Let’s say I’ve fine-tuned a model after loading it using from_pretrained() for 40 epochs. After looking at my resulting plots, I can see that there’s still some room for improvement, and perhaps I could train it for a few more epochs.
I realize that in order to continue training, I have to use the code trainer.train(path_to_checkpoint). However, I don’t know how to specify the new number of epochs that I want it to continue training for. Because it’s already finished the 40 epochs I initially instructed it to train for.
Do I have to define a new trainer? But if I define a new trainer, can I also change the learning rate? In addition to these questions, there is also the learning rate scheduler. The default of the trainer is the OneCycleLR, if I’m not mistaken. This means that by the end of my 40 previous epochs, the learning rate was 0. By restarting the training process, will the whole scheduler restart as well?
Yes, you will need to restart a new training with new training arguments, since you are not resuming from a checkpoint.
The Trainer uses a linear decay by default, not the 1cycle policy, so you learning rate did end up at 0 at the end of the first training, and will restart at the value you set in your new training arguments.
Ah, so it’s more like restarting the training but from a check-point, not actually continuing entirely from where you left it, at least considering the learning rate’s values. I suppose I could continue the training by setting a very low learning rate, to approximate the values it would have were it to continue training normally from epoch 40. Regarding the scheduler, you are right, it is the linear decay but I think it also has optional warm-up steps, in which case it becomes OneCycleLR.
Also, considering the argument output_dir of the newTraininbArguments objects I will define to restart training: do I pass any path I want there? I can use a different path from the previous one, or the old one. If I use the old one, is it usual to use overwrite_output_dir=True so that it overwrites the old checkpoint?
By the way, @sgugger, in my case where I don’t want to actually continue training because the 40 epochs are completed, do I still pass a checkpoint path in the trainer or do I just train by just writing trainer.train()?
@ThomasG
Hello, I was facing exact the same issue and found this topic.
In fact even the same number of epochs. After the 40 epochs (and 1 month, it was a big model), the learning rate reached 0 (after the warm-up and linear decay) but the loss seems that can continue to fall.
Let me ask you: Do you restart training using the same learning rate as the first training? You tested other values of learning rate? How they behave? How the changes in learning rate from starting a new training impacted the loss curve? (it continued the same decay of previous training?)
And at the ending of the second training, you loss loss curve keep showing that it can improve further?
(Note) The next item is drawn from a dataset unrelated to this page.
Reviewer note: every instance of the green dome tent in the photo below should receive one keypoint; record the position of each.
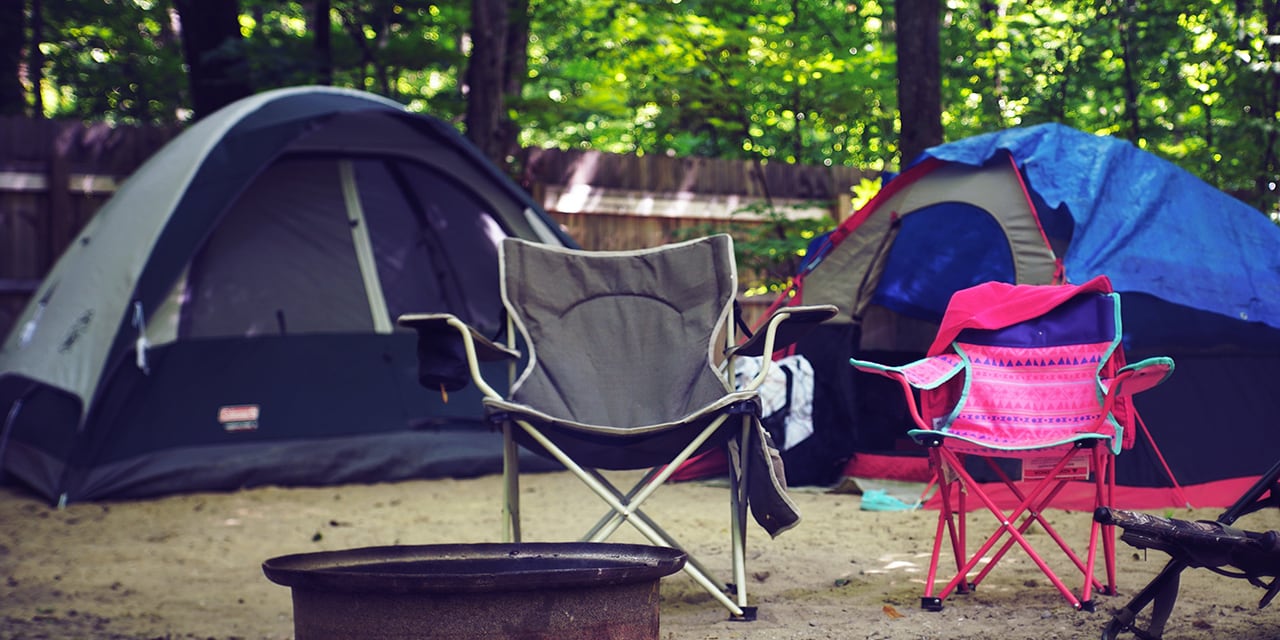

If so, you trained again?
I just tried to simulate the behavior of the scheduler, were it to have continued training after 40 epochs. I think I set the initial LR to a value similar to the final ones of the scheduler, and I did not include a warm-up since I only wanted it to decrease. This is in no way a robust solution, it was just a though to approximate what it would do.
The other questions you ask are very task-specific. Even if my loss curve showed signs that it can get better after the 2nd training ended, this does not mean yours would behave similarly. Good luck with your project!